According to legend, Saint Valentine restored sight to the blind daughter of his judge,[5] and he wrote her a letter signed "Your Valentine" as a farewell before his execution.[6] The Feast of Saint Valentine was established by Pope Gelasius I in AD 496 to be celebrated on February 14 in honour of the Christian martyr, Saint Valentine of Rome, who died on that date in AD 269.[7][8]

The day first became associated with romantic love within the circle of Geoffrey Chaucer in the 14th century, when the tradition of courtly love flourished. In 18th-century England, it grew into an occasion in which couples expressed their love for each other by presenting flowers, offering confectionery, and sending greeting cards (known as "valentines"). 

Valentine's Day symbols that are used today include the heart-shaped outline, doves, and the figure of the winged Cupid. Since the 19th century, handwritten valentines have given way to mass-produced greeting cards.[9] In Europe, Saint Valentine's Keys are given to lovers "as a romantic symbol and an invitation to unlock the giver's heart", as well as to children to ward off epilepsy (called Saint Valentine's Malady).[10]

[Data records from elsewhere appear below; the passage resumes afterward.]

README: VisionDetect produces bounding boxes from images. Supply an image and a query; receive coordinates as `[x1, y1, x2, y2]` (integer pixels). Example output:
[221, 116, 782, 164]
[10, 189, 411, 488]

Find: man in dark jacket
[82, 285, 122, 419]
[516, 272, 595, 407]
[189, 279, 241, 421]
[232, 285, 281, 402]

Although not a public holiday in any country, Saint Valentine's Day is an official feast day in the Anglican Communion[11] and the Lutheran Church.[12] Many parts of the Eastern Orthodox Church also celebrate Saint Valentine's Day on July 6 and July 30, the former date in honor of Roman presbyter Saint Valentine, and the latter date in honor of Hieromartyr Valentine, the Bishop of Interamna (modern Terni).[13]


----------



## RadishRose (Jan 23, 2020)




----------



## Keesha (Jan 23, 2020)




----------



## Aunt Bea (Jan 23, 2020)

You might bump into me on the 15th!


----------



## Ruth n Jersey (Jan 23, 2020)

I didn't know that Radishrose. Very interesting.  Every year I put out my little Valentine heart display. I bought it several years ago and carefully removed the pottery hearts and put them on with a less permanent string. Since doing that I've been able to find little trinkets for most all the holidays. In March I will replace them with little plastic shamrocks from a child's bracelet I found in the Dollar store.


----------



## Capt Lightning (Jan 24, 2020)

I'm not that romantic. I tend to regard these holidays as little more than an excuse to rip off people with overpriced merchandise and services.


----------



## charry (Jan 24, 2020)

I love Valentines day....Its the day I Married my soulmate.......


----------



## RadishRose (Jan 24, 2020)




----------



## Liberty (Jan 24, 2020)

So what is your favorite Valentine Day present?


----------



## fmdog44 (Jan 24, 2020)

Remembering those small Valentine cards little school kids exchanged with the one you vowed to marry and live happy ever after. I think the school handed them out but I really can't recall.


----------



## Aunt Bea (Jan 24, 2020)

On Valentine's day, I always think about the shoeboxes and cornflake boxes that we decorated and used as mailboxes to exchange our cards in grade school or the moms that made heart-shaped cut out cookies for a treat.  I'm so lucky to have grown up in a world that welcomed cookie moms with open arms.


----------



## RadishRose (Jan 24, 2020)

Liberty said:


> So what is your favorite Valentine Day present?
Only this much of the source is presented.